Ordinary least squares tells us that our linear regression equation can be represented as the sum of a linear term and an error term: 

$$y = X\beta + error$$

To solve for the best estimate of $\beta$, we are going to assume that on average, the error is equal to 0, thus:  

$$ y = X \beta $$

In our toy example, 

$$X = \begin{bmatrix}
1 & 1 \\
1 & 2 \\ 
1 & 3 \\
1 & 4 
\end{bmatrix},$$ 

$$\beta = \begin{bmatrix}
b \\
m
\end{bmatrix},
$$

and 

$$y = \begin{bmatrix}
7 \\
4 \\ 
3 \\
2
\end{bmatrix}.$$

$\beta$ is a vector comprised of the intercept $b$ for the line and the slope $m$ for the line.

Why does the matrix $X$ include a column of ones? 

> We need a column of ones for the intercept $b$. If we don't include an intercept term in our linear model, we would be constraining our lines to pass through the origin, which limits the types of relationships the model we're fitting can describe. 

<details>
        <summary>Q: Can you compute the inverse of $X$? </summary>
   No, because it is not a square matrix. 
    </details>



To solve for $\beta$, we need to make $X$ into a square matrix by multiplying both sides of the equation from the left by $X^T$ : 

$$X^T y = X^T X \beta $$

Now we have a square matrix that with any luck has an inverse, which we will call $(X^T X)^{-1}$. 

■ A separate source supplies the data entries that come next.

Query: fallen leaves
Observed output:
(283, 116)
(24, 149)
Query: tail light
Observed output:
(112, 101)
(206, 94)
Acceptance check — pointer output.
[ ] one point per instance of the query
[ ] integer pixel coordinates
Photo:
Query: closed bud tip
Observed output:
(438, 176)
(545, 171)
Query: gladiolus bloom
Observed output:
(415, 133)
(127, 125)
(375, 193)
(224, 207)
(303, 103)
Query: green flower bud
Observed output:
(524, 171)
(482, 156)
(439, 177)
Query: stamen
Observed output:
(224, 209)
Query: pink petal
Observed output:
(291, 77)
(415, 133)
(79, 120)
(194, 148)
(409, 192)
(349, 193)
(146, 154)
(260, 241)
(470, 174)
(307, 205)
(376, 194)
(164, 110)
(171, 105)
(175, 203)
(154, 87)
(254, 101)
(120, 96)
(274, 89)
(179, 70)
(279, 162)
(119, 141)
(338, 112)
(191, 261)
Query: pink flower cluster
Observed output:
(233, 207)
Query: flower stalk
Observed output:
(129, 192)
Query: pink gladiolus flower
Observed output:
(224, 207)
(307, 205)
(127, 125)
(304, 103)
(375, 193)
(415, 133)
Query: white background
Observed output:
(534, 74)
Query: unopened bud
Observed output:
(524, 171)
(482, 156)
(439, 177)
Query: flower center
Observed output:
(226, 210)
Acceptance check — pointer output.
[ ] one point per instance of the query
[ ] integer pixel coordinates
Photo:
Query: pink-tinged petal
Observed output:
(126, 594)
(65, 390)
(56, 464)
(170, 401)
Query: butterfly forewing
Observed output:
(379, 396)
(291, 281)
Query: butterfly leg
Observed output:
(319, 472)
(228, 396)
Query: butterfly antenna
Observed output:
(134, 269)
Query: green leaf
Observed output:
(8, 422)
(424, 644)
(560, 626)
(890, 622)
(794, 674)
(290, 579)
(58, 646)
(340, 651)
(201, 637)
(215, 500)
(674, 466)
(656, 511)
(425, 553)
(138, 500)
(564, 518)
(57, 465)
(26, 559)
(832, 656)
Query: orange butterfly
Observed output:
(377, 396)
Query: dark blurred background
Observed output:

Multiply both sides from the left by this inverse, and we have

$$(X^T X)^{-1} X^T y =(X^T X)^{-1} X^T X\beta $$

It turns out that a matrix multiplied by its inverse is the identity matrix $(X^{-1} X)= I$:

$$(X^T X)^{-1} X^T y =I \beta $$


You know that $I\beta= \beta$. 

So, if you want to solve for $\beta$ (that is, remember, equivalent to finding the values $m$ and $b$ in this case), you find that:

$$ \beta = (X^T X)^{-1} X^T y $$

Find $\beta$ using Ordinary Least Squares.

In [None]:
#your code here 

Plot the best line obtained via Ordinary Least Squares against the original data. 

In [None]:
#your code here 

# Summary: 

* You have seen that linear algebra has many applications in data science, from image processing to recommender systems. 

* You can use libraries like NumPy to represent vectors and matrices, and perform operations like addition and multiplication. 

* You can use NumPy to compute the shape and transpose of an array, and to compute the inverse of square matrices. 

* NumPy allows you to solve complicated systems of linear equations quickly.